Lawyer Calls For Employers To Learn Lessons From Eye Injury At Work

27.10.2010

A 25 year old Black Country landscape gardener, who has lost the sight in his right eye after a horrific accident at work, is urging employers to highlight the importance of wearing safety goggles to staff.

Ashley Brabbin from Pelsall in Walsall was hit in the eye by a flying metal object, whilst he was cutting a grass verge, using a ride-on mower.

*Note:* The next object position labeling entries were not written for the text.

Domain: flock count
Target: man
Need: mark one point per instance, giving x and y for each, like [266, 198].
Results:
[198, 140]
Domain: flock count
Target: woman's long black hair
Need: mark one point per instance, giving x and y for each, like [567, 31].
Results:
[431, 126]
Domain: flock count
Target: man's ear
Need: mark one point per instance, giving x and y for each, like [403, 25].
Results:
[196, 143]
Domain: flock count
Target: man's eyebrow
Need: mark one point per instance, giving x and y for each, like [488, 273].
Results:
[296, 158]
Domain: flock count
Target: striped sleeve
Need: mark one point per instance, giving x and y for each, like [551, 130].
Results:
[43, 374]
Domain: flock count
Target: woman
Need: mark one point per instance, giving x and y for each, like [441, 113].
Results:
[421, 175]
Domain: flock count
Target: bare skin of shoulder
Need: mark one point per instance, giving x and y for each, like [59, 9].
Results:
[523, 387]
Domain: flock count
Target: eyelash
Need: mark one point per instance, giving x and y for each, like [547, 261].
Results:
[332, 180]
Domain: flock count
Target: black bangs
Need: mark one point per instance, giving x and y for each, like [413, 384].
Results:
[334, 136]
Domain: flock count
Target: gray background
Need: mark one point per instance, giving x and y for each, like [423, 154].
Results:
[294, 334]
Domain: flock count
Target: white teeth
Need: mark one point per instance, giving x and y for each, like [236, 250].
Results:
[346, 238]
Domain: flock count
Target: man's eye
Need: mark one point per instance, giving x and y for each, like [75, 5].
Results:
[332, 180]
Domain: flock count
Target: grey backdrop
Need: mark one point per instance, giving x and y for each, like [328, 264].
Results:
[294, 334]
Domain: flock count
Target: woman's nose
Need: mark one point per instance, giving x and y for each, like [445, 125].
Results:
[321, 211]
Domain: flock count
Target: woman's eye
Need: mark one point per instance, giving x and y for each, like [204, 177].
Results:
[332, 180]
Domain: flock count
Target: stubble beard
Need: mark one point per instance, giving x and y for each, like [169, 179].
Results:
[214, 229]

Mr Brabbin, who was employed at the time by Glendale Managed Services Ltd, had been mowing the four-foot-high hedge at Wyrley Birch Allotments in Erdington, in October 2009, when the accident happened.

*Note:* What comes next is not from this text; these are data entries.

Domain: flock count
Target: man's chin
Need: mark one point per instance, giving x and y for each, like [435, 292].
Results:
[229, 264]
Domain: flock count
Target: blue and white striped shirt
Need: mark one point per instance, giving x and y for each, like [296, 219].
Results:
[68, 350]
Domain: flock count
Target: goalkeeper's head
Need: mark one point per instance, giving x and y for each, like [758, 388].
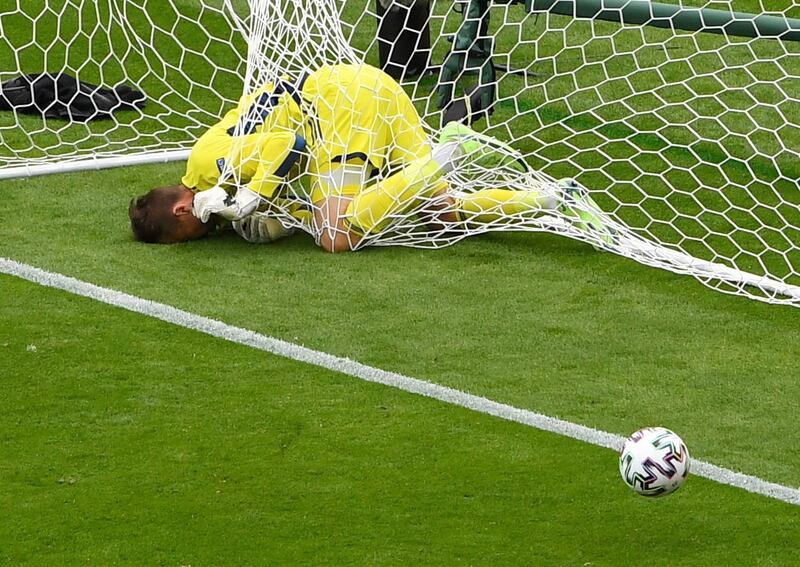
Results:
[164, 216]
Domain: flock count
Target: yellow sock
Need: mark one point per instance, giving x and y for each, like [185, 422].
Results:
[491, 205]
[372, 207]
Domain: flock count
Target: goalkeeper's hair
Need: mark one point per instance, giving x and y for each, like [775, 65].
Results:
[152, 219]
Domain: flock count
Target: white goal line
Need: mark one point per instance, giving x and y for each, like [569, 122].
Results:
[355, 369]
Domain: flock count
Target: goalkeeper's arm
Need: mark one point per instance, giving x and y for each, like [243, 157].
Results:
[277, 154]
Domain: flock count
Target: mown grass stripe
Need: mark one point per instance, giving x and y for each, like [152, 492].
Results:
[355, 369]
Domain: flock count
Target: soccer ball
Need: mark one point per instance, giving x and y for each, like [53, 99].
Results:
[654, 461]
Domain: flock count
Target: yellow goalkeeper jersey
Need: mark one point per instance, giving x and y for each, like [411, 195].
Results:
[336, 114]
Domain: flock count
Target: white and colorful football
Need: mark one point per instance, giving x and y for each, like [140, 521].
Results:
[654, 461]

Though he had visually checked the area for debris before starting the work as he started mowing, he glanced back to check that the grass was cutting properly and was hit in the eye by a flying metal object.

Permanent Loss Of Sight As A Result Of Eye Damage

He was rushed to Good Hope Hospital and was later transferred to the Midlands Eye Hospital but, despite several attempts by doctors to repair the damage to his eye, he has now been left with permanent loss of sight.

Toni Knott, a workplace accident expert with Irwin Mitchell Solicitors says that important health and safety lessons must now be learnt from this accident. “The Health and Safety Executive, like many organisations, is facing a huge strain on resources,” she explained. “And so it is more important than ever that employer’s make safety in the workplace a top priority to prevent further suffering.

“Ashley’s employers should have provided their workers with safety goggles. With the correct glasses this accident should have been avoided as could the extremely unpleasant injury which has left him with permanent loss of sight in one eye. 

“At this stage we cannot rule out the possibility that Ashley may lose the eye completely and, as a result, need a prosthetic. We also cannot say at this stage if there is likely to be any impairment to the sight in his left eye in the long term.

“Ashley’s case is a long way off settlement, due to the uncertainty of his prognosis at the present time.  What is important, however, is that liability has now been admitted.

Ashley has received interim payments in respect of his loss of earnings and he has the benefit of rehab support during a difficult and uncertain time of his life.”

Mr Brabbin commented: “As a result of what happened, I now have to learn to live with the fact that I will never be able to see out of my right eye.  I am trying to stay positive even though currently my future is uncertain.

“I hope that both my employer and other firms will learn from my accident.  I would like to think that the same thing will not happen to anyone else. As a result, I hope one day to re-train to become a Health and Safety Officer so that I can highlight and eliminate hazards in the workplace and hopefully prevent accidents such as this in the future.”